The ‘hybrid startup’ combines the best of corporate with entrepreneurship. Here’s how
By Nathan Furr and Kate O’Keeffe
Compared with startups, established corporations have many resources and capabilities that ought to give them a substantial lead: products, customers, operations, licenses, distribution, marketing, and capital. But too often a couple of misfits with a laptop manage to steal a corporation’s lunch. Why? Because corporations lack one critical ability: the entrepreneurial muscle to take an idea from small to big, from zero to one. If its idea is radical enough and sound enough, a start-up can disrupt an incumbent’s value chain.
Leaders try to respond by creating their own corporate ventures, but those typically lack entrepreneurial qualities because they are staffed by people trapped inside the regime. Or they create an arm’s-length spinout to make space for innovativeness, but then the spinout struggles to access the very resources that would give it an advantage. Enter the hybrid startup, which combines the assets of a corporation and the entrepreneurial capability of a start-up.

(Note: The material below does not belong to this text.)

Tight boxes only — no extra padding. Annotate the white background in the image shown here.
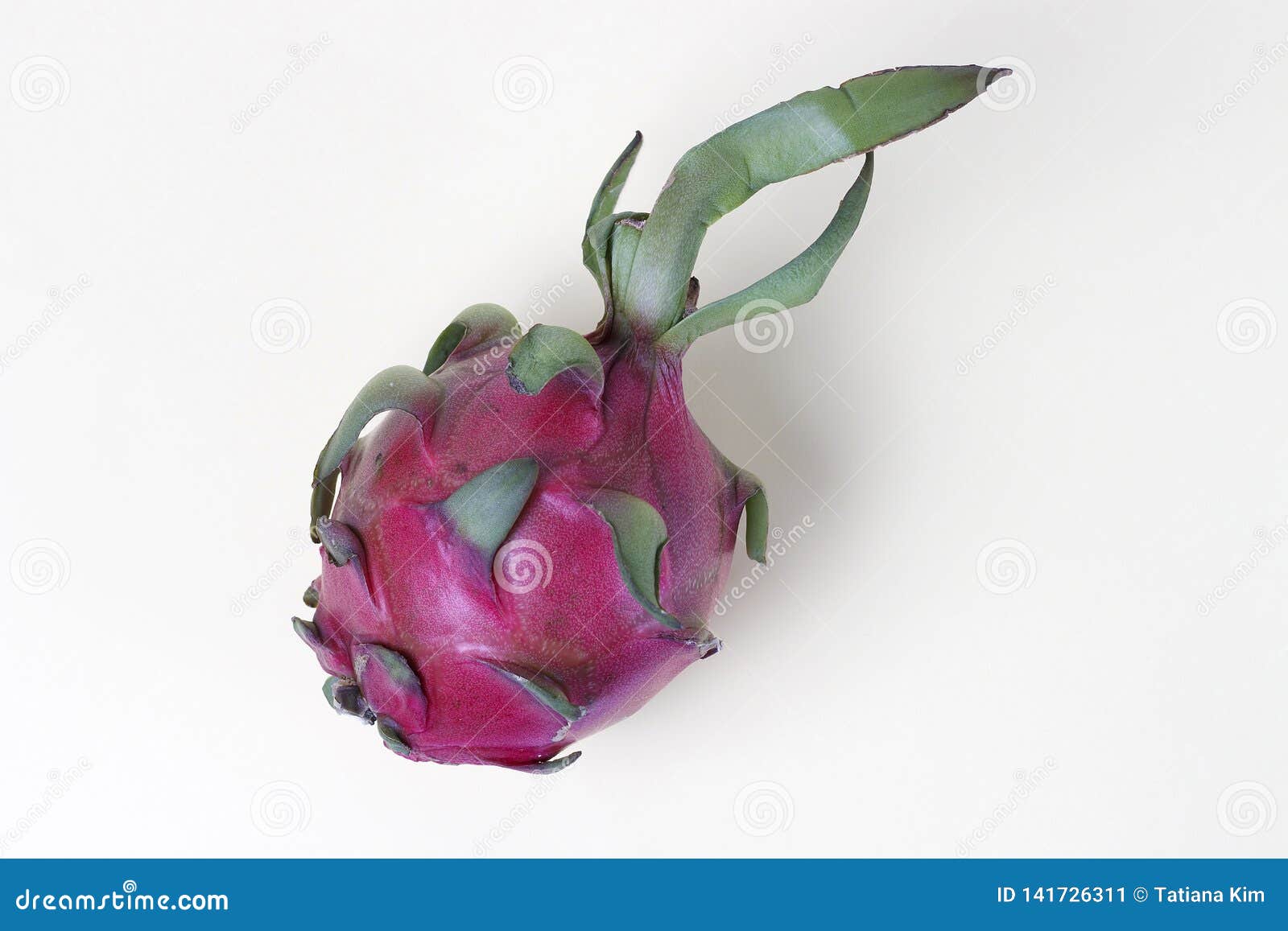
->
[0,0,1288,856]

In this article we will highlight some big companies that have unlocked the value of their assets, defended their markets, and become digital leaders by successfully creating hybrid start-ups. With the help of BCG X’s business-building function (formerly BCG Digital Ventures), we have examined more than 200 such ventures created over the past nine years. They include new businesses created by Commonwealth Bank of Australia (Cheddar), Airbus (UP42), First American (Endpoint), AIA (Snackbox), Mercedes-Benz (RepairSmith), Volkswagen (Heycar), and UPS (Ware2Go). Of the ventures in the BCG X sample, 152 are still active, 14 were sold, and 38 were shut down.